2.3. DLP-based 3D bioprinting
A customized DLP-based 3D bioprinting system was built with projection optics, a 365 nm light source (Hamamatsu), a motion controller (Newport), and a digital micromirror device (DMD, Texas Instruments). The digital patterns were generated with MATLAB and inputted to the DMD chip through a custom-built coordination software. The thickness of the printed structures was controlled by a spacer made of polydimethylsiloxane (PDMS). The bioprinted hydrogel structures were printed on methacrylated coverslips upon light exposure, then rinsed with warm DPBS before subjected to culture in 5% CO2 at 37 °C. For the multilayered printing, the bioink was loaded on a PDMS base and the thickness of the structure was controlled by the motion controller.
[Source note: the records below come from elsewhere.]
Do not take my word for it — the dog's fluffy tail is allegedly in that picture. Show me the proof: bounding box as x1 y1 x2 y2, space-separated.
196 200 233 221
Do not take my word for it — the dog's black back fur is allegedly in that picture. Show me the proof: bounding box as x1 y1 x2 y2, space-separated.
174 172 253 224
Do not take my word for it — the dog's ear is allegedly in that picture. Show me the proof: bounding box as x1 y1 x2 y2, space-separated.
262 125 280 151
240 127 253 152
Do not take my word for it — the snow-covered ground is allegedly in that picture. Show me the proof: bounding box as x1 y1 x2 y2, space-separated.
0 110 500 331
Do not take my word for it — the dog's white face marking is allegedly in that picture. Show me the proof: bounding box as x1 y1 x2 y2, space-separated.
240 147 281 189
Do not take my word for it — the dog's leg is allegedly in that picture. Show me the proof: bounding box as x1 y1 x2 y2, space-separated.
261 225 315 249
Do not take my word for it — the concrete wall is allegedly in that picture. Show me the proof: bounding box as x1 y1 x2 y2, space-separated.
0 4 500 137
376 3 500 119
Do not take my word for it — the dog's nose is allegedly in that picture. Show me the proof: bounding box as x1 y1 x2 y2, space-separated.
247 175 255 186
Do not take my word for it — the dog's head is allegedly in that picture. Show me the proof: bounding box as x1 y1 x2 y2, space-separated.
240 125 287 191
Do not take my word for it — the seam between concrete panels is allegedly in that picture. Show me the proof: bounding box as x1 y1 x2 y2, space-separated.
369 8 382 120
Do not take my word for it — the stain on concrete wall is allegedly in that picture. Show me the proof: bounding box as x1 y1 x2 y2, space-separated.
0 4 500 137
After printing the first layer, the excess uncrosslinked material was washed off with warm DPBS before the bioink of the second layer was loaded.
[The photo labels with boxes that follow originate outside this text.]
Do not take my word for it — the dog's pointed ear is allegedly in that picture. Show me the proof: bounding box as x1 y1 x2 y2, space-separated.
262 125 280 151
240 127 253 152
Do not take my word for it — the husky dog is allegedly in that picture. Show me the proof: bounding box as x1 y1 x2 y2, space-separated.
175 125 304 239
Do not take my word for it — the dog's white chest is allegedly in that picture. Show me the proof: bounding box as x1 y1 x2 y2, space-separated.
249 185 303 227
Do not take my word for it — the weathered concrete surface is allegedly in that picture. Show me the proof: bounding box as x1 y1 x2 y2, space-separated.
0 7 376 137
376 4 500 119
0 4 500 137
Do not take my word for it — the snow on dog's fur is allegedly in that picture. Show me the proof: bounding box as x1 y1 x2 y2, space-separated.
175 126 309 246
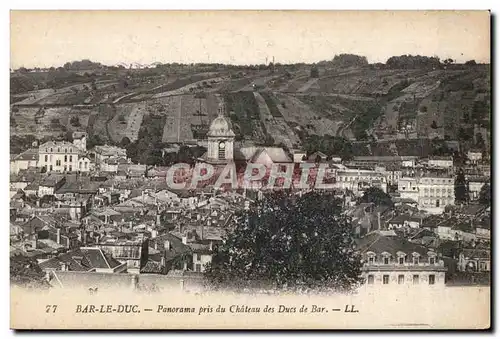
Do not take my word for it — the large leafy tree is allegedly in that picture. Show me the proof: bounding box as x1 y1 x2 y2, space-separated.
205 191 361 290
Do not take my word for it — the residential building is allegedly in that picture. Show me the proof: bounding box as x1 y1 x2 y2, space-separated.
10 148 38 174
38 141 81 173
467 149 483 164
467 177 490 201
427 156 453 168
335 169 387 195
38 174 66 197
418 172 455 214
357 231 446 288
73 132 87 152
39 247 127 273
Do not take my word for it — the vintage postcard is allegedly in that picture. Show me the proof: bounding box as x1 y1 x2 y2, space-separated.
10 10 492 330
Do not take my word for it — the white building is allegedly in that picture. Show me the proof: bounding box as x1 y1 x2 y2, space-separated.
78 157 91 172
468 177 490 200
467 150 483 164
358 231 446 288
418 173 455 214
73 132 87 152
335 169 387 195
427 156 453 168
38 141 81 173
10 148 38 174
206 101 235 163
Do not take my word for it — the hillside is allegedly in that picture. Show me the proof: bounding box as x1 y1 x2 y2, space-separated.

The pre-polymer solution for the printing was made by dissolving GelMA, HAGM, and LAP with DPBS (ThermoFisher Scientific) and filtered with a 0.22 μm syringe filter (Millipore Sigma). 5% or 8% (w/v) GelMA with 0.25% (w/v) LAP, and 2.5% (w/v) GelMA with 1% (w/v) HAGM and 0.25% (w/v) LAP were made accordingly. The 5% (w/v) GelMA was used as the soft condition for hCjSCs bioprinting while the 8% (w/v) GelMA was used as the stiff condition. 2.5% (w/v) GelMA with 1% (w/v) HAGM was used for the bioprinting of HUVECs and 10T1/2s. Before printing, the cells were digested, filtered with 70 μm cell strainers (Corning), quantified for the cell concentration, and pelleted with desired quantity. For hCjSCs bioprinting, the bioink contained 2 × 107 cells/mL of hCjSCs. For multilayered printing of 3D pterygium model, the stem cell layer contained 2 × 107 cells/mL of hCjSCs plus 1 × 107 cells/mL of macrophages while the vascular layer contained 2 × 107 cells/mL of HUVECs and 4 × 105 cells/mL of 10T1/2s (50:1). For the 3D control, the scaffolds were fabricated with 5% GelMA with 2 × 107 cells/mL hCjSCs.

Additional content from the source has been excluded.